Артур и Эдит, словно пара испуганных кроликов, замерли на месте, парализованные ужасом, как будто их окатили ледяной водой. Они никогда не видели ничего подобного не только в своей тихой, размеренной жизни в пригороде, где самым большим преступлением было, пожалуй, нарушение правил парковки, но и даже по телевизору.

Это было похоже не на реалити-шоу, а на ожившую страницу из криминальной хроники, на газетную полосу с заголовком вроде “Чикаго снова в огне! Бандитские разборки на Норт-Сайде!”, где каждый кадр пропитан запахом пороха, пролитого виски и страхом смерти.

В тот момент Артур вдруг отчётливо понял, что такое настоящий страх, а не просто лёгкое волнение перед визитом к врачу или просмотром вечерних новостей, полных тревожных сообщений о войне в Корее. Страх, который сковывает движения, лишает дара речи и заставляет сердце бешено колотиться в груди, как пойманная в клетку птица, отчаянно пытающаяся вырваться на свободу. И Артур подумал: “Вот он какой – настоящий ад. Не огонь и серный дым, а этот леденящий душу ужас, от которого хочется забиться в угол и никогда больше не высовываться”.

“Мамочки,” – прошептала Эдит одними губами, вцепившись в руку Артура так, что он почувствовал, как хрустят ее кости.

В ее глазах отражался панический ужас, смешанный с каким-то странным, болезненным любопытством.

“Неужели это все по-настоящему? Неужели мы и правда попали в кино?”

Она всегда мечтала оказаться на съёмочной площадке, увидеть, как создаются фильмы, но, кажется, реальность оказалась куда страшнее и опаснее, чем она могла себе представить.

“А ведь я всегда говорила, что кино – это моя жизнь,” – промелькнуло у неё в голове с горькой иронией.

Они свернули за угол, надеясь, что им удалось оторваться от преследователей, хотя Артур, честно говоря, уже чувствовал, что его лёгкие вот-вот взорвутся, а колени предательски подгибаются.

“Не молод я уже для таких забегов,” – промелькнуло у него в голове, “пора переходить на спокойные прогулки с тросточкой”.

И тут же, словно по злой иронии судьбы, буквально в нескольких метрах от них, они нос к носу столкнулись с мужчиной, который неторопливо стоял у входа в какой-то полутемный клуб, из которого доносились приглушённые звуки джаза. Клубы в те времена, кстати, были не просто местом развлечений, а своего рода “нейтральной территорией”, где могли встречаться представители разных группировок, заключать сделки и решать свои проблемы.
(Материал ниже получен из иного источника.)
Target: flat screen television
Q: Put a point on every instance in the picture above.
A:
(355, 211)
Мужчина был одет в безупречный, идеально сидящий на нем костюм-тройку, который, судя по всему, был сшит на заказ у лучшего портного в городе.

На голове у него красовалась элегантная шляпа “федора”, лихо сдвинутая набок, словно он только что сошёл с обложки журнала “Esquire”.

Он курил сигарету, выпустив тонкую струйку дыма в дождливый воздух, и презрительно, словно оценивая их как экспонаты в зоопарке, глядел на них исподлобья. В его взгляде читалась смесь скуки, пренебрежения и какого-то странного, холодного любопытства.

“Куда это вы так спешите, полуночники?” – спросил он, его голос звучал мягко, почти бархатно, но в этой мягкости чувствовалась стальная твёрдость и угроза, словно он был готов в любой момент выпустить когти. “Что, не поделили что-то на ночных улицах Чикаго?” В его голосе прозвучала лёгкая насмешка, словно он был в курсе всего, что происходит в этом городе.

“Простите, мы просто…” – попытался было объяснить Артур, задыхаясь от бега и волнения. Но мужчина прервал его, подняв руку в элегантной замшевой перчатке.

“Тише, тише,” – сказал он, покачав головой. “Не стоит так волноваться. В этом городе лучше не привлекать к себе лишнего внимания. Особенно, если вы не местные. А вы, я вижу, явно не из наших краёв.” Он окинул их презрительным взглядом, словно сканируя их с головы до ног. “Что привело вас в этот город, и, самое главное, что вам здесь нужно?”